— Arrêtez ! rugit-il, ne tirez pas ! Prenez-le vivant ! C’est le jeune Shelton, le fils de Harry.

Et aussitôt un sifflement aigu résonna plusieurs fois, fut de nouveau repris et répété plus loin. Le sifflet, semblait-il, était la trompe de guerre qui servait à Jean Répare-tout pour répandre ses ordres.

— Ah ! Malheur ! dit Dick. Nous sommes pris. Vivement, Jack, venez vite !

Et le couple tourna et courut en arrière, à travers les pins qui couvraient le sommet de la colline.

CHAPITRE VI
JUSQU’A LA FIN DU JOUR

Il était en effet grand temps de courir. De toutes parts la compagnie de la Flèche-Noire se dirigeait vers la colline. Quelques-uns, meilleurs coureurs, ou ayant devant eux un terrain découvert, avaient de beaucoup dépassé les autres et étaient déjà tout près du but ; d’autres, suivant les vallées, s’étaient répandus à droite et à gauche et cernaient les jeunes gens des deux côtés.

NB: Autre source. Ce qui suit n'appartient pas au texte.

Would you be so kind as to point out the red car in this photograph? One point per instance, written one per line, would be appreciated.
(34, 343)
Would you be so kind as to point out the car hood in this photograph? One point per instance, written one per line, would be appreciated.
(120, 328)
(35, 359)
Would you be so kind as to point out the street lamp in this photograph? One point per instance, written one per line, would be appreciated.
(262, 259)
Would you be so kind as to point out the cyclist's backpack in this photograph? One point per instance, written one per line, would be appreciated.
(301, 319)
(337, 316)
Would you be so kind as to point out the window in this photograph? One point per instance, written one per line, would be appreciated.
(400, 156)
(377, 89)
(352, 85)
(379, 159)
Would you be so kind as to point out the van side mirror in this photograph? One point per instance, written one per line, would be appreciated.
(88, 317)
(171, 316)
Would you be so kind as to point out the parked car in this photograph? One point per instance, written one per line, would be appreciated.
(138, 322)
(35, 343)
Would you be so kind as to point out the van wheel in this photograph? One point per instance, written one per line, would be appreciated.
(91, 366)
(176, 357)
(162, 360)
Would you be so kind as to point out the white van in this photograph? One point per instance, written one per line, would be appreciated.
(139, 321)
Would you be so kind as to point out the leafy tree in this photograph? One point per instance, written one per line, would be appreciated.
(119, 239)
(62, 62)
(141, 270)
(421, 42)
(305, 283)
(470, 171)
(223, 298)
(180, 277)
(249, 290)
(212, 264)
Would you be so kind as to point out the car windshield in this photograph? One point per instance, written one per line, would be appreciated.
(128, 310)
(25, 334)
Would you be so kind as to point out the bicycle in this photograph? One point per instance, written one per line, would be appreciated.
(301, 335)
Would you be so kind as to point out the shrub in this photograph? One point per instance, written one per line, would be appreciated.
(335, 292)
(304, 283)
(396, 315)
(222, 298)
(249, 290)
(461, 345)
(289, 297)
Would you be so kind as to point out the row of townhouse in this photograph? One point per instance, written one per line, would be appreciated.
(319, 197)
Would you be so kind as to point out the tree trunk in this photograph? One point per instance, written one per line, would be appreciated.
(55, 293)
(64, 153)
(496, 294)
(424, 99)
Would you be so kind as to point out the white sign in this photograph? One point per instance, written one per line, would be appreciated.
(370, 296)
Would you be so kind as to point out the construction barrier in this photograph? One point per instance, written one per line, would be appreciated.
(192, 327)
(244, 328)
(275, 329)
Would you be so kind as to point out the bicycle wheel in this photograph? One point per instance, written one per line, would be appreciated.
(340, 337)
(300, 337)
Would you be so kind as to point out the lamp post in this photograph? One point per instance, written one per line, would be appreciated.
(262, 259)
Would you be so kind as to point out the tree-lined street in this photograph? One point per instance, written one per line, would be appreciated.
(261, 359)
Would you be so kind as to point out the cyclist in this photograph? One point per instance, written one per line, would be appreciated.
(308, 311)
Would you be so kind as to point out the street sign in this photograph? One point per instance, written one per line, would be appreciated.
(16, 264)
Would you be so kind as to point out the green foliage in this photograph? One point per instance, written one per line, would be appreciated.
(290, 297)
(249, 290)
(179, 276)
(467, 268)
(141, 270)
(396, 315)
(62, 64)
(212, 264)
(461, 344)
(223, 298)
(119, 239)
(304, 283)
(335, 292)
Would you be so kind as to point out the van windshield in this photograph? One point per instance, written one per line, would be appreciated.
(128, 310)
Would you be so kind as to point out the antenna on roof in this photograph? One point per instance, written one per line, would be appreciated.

Dick s’enfonça sous le couvert le plus proche. C’était un grand bosquet de chênes, avec un terrain ferme sous le pied et libre de broussailles, descendant la colline ; ils allèrent donc bon train. Ensuite venait un terrain découvert que Dick évita en inclinant à gauche. Deux minutes plus tard, le même obstacle se présentait encore, et ils firent de même. Par suite, tandis que les jeunes gens, décrivant une courbe vers la gauche, se rapprochaient de plus en plus de la grande route et de la rivière qu’ils avaient traversée une heure ou deux auparavant, la grande masse de leurs poursuivants se portait de l’autre côté vers Tunstall.

Les garçons s’arrêtèrent pour respirer. Il n’y avait aucun bruit de poursuite. Dick mit son oreille contre terre et n’entendit rien ; mais le vent faisait encore du bruit dans les arbres et il était difficile d’avoir une certitude.

— En avant encore ! dit Dick, et fatigués comme ils l’étaient, et Matcham boitant de son pied blessé, ils reprirent courage, et continuèrent, à toute vitesse, la descente de la colline.

Trois minutes plus tard, ils reprenaient haleine dans un bas, fourré d’arbustes verts. Haut, au-dessus de leurs têtes, les grands arbres formaient un toit continu de feuillage. C’était un bosquet avec des piliers hauts comme une cathédrale et, à part les houx avec lesquels ils se débattaient, libre et moelleusement gazonné.